PyTorch Integration¶
hotcoco ships two classes in hotcoco.integrations that replace their torchvision equivalents without requiring pycocotools or torchvision to be installed:
CocoDetection— aDataLoader-compatible dataset that loads images and COCO annotationsCocoEvaluator— accumulates batch predictions during a training loop and runs COCO evaluation at the end of each epoch
Installation¶
pip install hotcoco
PyTorch and Pillow are optional dependencies — only needed when you actually load images or run distributed synchronization:
pip install hotcoco torch pillow
CocoDetection¶
CocoDetection is a drop-in replacement for torchvision.datasets.CocoDetection. It wraps a COCO annotation file and an image directory, and returns (image, annotations) pairs for each sample.
from hotcoco.integrations import CocoDetection
from torch.utils.data import DataLoader
import torchvision.transforms as T
transform = T.Compose([
T.ToTensor(),
])
dataset = CocoDetection(
root="path/to/val2017",
ann_file="annotations/instances_val2017.json",
transform=transform,
)
loader = DataLoader(dataset, batch_size=4, collate_fn=lambda x: tuple(zip(*x)))
Return value¶
Each __getitem__ call returns (image, target) where:
image— a PILImage(or transformed tensor if atransformis provided)target— a list of annotation dicts, one per instance in the image:
[
{
"id": 12345,
"image_id": 42,
"category_id": 1,
"bbox": [x, y, width, height],
"area": 3200.0,
"iscrowd": 0,
"segmentation": [...],
},
...
]
Transforms¶
CocoDetection accepts three transform arguments, applied in order:
| Parameter | Applied to | When to use |
|---|---|---|
transform |
image only | Pixel-level augmentations (normalize, resize) |
target_transform |
annotations only | Annotation-level filtering or format changes |
transforms |
(image, target) jointly |
Geometric augmentations that must affect both |
def filter_crowds(anns):
return [a for a in anns if not a["iscrowd"]]
dataset = CocoDetection(
root="path/to/val2017",
ann_file="annotations/instances_val2017.json",
transform=T.ToTensor(),
target_transform=filter_crowds,
)
Accessing the COCO API¶
The underlying COCO object is available as dataset.coco:
cat_names = {c["id"]: c["name"] for c in dataset.coco.load_cats(dataset.coco.get_cat_ids())}
print(f"Dataset has {len(dataset)} images and {len(cat_names)} categories")
CocoEvaluator¶
CocoEvaluator wraps hotcoco's COCOeval with a tensor-friendly update() interface.
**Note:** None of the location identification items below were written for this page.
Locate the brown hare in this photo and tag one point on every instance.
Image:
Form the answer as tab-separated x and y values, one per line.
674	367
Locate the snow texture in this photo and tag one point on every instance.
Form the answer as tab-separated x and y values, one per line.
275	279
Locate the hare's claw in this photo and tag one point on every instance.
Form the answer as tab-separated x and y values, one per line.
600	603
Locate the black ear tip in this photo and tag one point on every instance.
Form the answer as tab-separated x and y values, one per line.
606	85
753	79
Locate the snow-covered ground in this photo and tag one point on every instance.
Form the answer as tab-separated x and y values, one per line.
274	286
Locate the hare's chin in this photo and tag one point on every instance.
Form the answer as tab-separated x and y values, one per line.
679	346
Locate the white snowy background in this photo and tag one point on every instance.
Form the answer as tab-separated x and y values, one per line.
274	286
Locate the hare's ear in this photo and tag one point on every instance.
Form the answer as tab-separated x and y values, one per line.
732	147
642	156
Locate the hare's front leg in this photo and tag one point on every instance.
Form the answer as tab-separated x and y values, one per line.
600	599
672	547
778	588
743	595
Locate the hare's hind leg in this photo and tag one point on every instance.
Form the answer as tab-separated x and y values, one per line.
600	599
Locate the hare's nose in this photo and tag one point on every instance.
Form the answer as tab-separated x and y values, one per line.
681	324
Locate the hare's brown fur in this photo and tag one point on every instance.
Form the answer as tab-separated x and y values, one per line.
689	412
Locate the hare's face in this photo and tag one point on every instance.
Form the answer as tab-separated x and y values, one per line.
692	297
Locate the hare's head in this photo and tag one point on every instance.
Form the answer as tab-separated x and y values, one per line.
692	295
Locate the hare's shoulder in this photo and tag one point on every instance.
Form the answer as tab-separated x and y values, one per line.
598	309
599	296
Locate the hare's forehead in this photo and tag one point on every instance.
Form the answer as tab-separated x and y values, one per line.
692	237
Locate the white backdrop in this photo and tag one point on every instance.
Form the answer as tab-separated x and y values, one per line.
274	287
Call update() after each batch, then accumulate() and summarize() at the end of the epoch.
Basic usage¶
from hotcoco import COCO
from hotcoco.integrations import CocoEvaluator
coco_gt = COCO("annotations/instances_val2017.json")
evaluator = CocoEvaluator(coco_gt, iou_types=["bbox"])
model.eval()
with torch.no_grad():
for images, targets in val_loader:
images = [img.to(device) for img in images]
outputs = model(images)
# Build {image_id: output} dict for each item in the batch
predictions = {
int(t["image_id"]): o
for t, o in zip(targets, outputs)
}
evaluator.update(predictions)
evaluator.accumulate()
evaluator.summarize()
Prediction format¶
The predictions dict maps image_id → output_dict. The keys expected in the output dict depend on the iou_type.
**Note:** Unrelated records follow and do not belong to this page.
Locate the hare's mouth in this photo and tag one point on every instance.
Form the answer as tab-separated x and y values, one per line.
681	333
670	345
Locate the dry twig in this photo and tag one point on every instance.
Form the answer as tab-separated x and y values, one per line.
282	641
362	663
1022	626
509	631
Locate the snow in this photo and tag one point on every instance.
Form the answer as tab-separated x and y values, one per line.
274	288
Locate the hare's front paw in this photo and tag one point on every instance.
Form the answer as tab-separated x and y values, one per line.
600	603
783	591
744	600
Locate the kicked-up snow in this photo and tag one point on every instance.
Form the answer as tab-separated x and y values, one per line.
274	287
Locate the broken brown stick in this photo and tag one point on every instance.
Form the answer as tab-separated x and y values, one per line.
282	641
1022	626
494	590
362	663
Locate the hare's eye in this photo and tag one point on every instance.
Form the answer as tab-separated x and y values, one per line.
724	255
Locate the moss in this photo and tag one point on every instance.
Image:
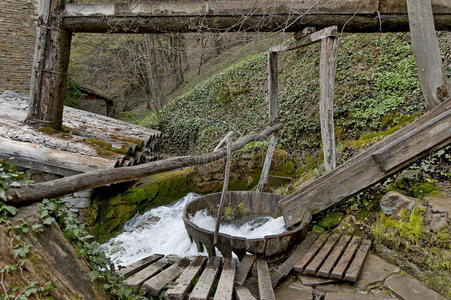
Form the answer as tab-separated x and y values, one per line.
331	220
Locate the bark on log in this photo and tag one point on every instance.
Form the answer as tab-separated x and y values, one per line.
242	15
89	180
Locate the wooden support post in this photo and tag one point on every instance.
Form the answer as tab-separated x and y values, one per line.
50	64
426	50
273	87
328	65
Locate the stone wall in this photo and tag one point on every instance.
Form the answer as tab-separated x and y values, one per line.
17	40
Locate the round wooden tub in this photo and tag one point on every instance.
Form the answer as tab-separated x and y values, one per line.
242	203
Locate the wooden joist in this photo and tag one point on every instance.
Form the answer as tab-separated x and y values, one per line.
430	132
334	256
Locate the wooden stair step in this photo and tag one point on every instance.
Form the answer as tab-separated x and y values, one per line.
205	283
154	285
138	266
137	279
224	291
243	269
265	289
184	282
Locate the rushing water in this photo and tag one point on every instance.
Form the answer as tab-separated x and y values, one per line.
161	230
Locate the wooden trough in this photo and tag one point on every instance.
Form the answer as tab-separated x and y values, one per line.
242	204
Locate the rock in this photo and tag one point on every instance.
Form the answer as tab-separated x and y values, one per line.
408	178
293	290
357	296
393	203
331	220
409	288
374	270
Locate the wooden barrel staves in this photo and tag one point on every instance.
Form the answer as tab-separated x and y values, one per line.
241	204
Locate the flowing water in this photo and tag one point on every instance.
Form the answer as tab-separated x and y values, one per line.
161	230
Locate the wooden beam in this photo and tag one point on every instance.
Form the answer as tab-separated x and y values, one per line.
50	65
310	39
328	66
89	180
273	87
433	79
426	134
242	15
torchvision detection models
Standard torchvision models (Faster R-CNN, RetinaNet, FCOS, etc.) already return dicts with boxes, labels, and scores in the expected format. The update() call in the example above works without modification — torchvision models output XYXY boxes, and CocoEvaluator converts them to XYWH automatically.
{
"boxes": torch.Tensor, # shape (N, 4), XYXY format
"scores": torch.Tensor, # shape (N,)
"labels": torch.Tensor, # shape (N,), COCO category IDs
}
Boxes are automatically converted from XYXY to XYWH before evaluation.
{
"masks": torch.Tensor, # shape (N, 1, H, W), float in [0, 1]
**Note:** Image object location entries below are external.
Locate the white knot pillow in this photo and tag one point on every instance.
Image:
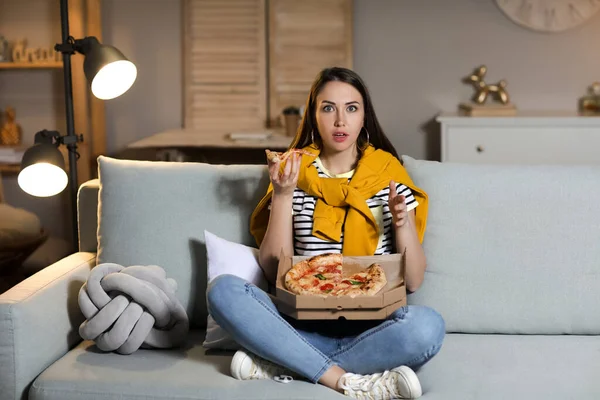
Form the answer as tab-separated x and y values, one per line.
131	307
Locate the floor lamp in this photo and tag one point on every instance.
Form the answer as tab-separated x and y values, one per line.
110	74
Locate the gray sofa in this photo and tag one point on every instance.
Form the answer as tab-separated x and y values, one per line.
513	267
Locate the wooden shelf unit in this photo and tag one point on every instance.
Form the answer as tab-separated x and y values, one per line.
85	19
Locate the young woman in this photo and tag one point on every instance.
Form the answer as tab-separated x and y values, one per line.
352	196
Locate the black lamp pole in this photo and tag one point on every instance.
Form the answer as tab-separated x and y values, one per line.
97	56
70	140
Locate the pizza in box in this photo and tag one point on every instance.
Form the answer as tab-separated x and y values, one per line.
323	275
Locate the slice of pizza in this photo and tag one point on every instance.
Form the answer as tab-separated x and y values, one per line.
274	156
316	275
365	283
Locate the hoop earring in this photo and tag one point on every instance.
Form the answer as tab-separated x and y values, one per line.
367	143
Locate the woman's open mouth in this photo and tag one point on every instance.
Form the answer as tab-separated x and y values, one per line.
340	136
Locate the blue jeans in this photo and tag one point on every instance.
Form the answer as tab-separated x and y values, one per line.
411	336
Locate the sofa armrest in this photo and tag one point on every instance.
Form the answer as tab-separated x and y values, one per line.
39	322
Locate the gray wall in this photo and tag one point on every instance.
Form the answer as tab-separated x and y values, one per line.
412	55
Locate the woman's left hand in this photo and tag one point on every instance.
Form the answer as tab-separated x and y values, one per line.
397	206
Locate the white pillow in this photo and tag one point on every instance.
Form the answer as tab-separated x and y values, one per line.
225	257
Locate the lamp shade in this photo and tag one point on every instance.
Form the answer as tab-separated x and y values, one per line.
111	74
42	171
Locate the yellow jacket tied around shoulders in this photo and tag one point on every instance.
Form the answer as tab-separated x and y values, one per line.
342	204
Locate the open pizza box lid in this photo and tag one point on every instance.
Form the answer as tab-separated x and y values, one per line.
393	293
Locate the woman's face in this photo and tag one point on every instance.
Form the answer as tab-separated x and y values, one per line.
340	114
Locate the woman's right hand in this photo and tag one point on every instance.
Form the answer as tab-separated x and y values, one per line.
285	182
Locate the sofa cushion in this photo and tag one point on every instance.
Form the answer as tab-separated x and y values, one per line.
153	212
511	249
515	367
176	374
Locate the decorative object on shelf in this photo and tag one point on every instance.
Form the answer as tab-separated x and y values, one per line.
10	131
590	104
291	119
549	15
110	75
39	55
478	106
4	50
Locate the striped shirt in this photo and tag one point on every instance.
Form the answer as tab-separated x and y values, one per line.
304	207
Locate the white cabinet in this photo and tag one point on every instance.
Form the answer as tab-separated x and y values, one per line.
532	138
"scores": torch.Tensor, # shape (N,)
"labels": torch.Tensor, # shape (N,), COCO category IDs
}
Masks are thresholded at 0.5 and RLE-encoded automatically.
{
"keypoints": torch.Tensor, # shape (N, K, 3) — x, y, visibility
"scores": torch.Tensor, # shape (N,)
"labels": torch.Tensor, # shape (N,), COCO category IDs
}
Multiple iou_types¶
Evaluate bbox and segm in a single pass:
evaluator = CocoEvaluator(coco_gt, iou_types=["bbox", "segm"])
for images, targets in val_loader:
outputs = model(images)
predictions = {int(t["image_id"]): o for t, o in zip(targets, outputs)}
evaluator.update(predictions)
evaluator.accumulate()
evaluator.summarize()
# Prints results for bbox, then segm
Getting results programmatically¶
evaluator.accumulate()
results = evaluator.get_results()
# {"bbox": {"AP": 0.42, "AP50": 0.64, ...}}
ap = results["bbox"]["AP"]
print(f"Validation AP: {ap:.4f}")
Log to an experiment tracker:
import wandb
for iou_type, metrics in results.items():
wandb.log({f"val/{iou_type}/{k}": v for k, v in metrics.items()}, step=epoch)
Distributed training¶
CocoEvaluator.synchronize_between_processes() gathers predictions across all ranks before evaluation. Call it after the last update() and before accumulate():
evaluator.accumulate()
evaluator.synchronize_between_processes() # no-op if not using torch.distributed
evaluator.accumulate()
evaluator.summarize()
synchronize_between_processes() is a no-op when torch.distributed is not initialized, so the same training loop works in both single-GPU and multi-GPU settings.
Migrating from torchvision¶
If you're using torchvision.datasets.CocoDetection or the CocoEvaluator from torchvision's detection reference scripts, replace the imports:
# Before
from torchvision.datasets import CocoDetection
from references.detection.coco_eval import CocoEvaluator # torchvision reference script
# After
from hotcoco.integrations import CocoDetection, CocoEvaluator
No other changes are needed — the API is identical.
Note
torchvision's CocoDetection requires pycocotools. hotcoco's version does not, so you can also remove pycocotools from your dependencies entirely.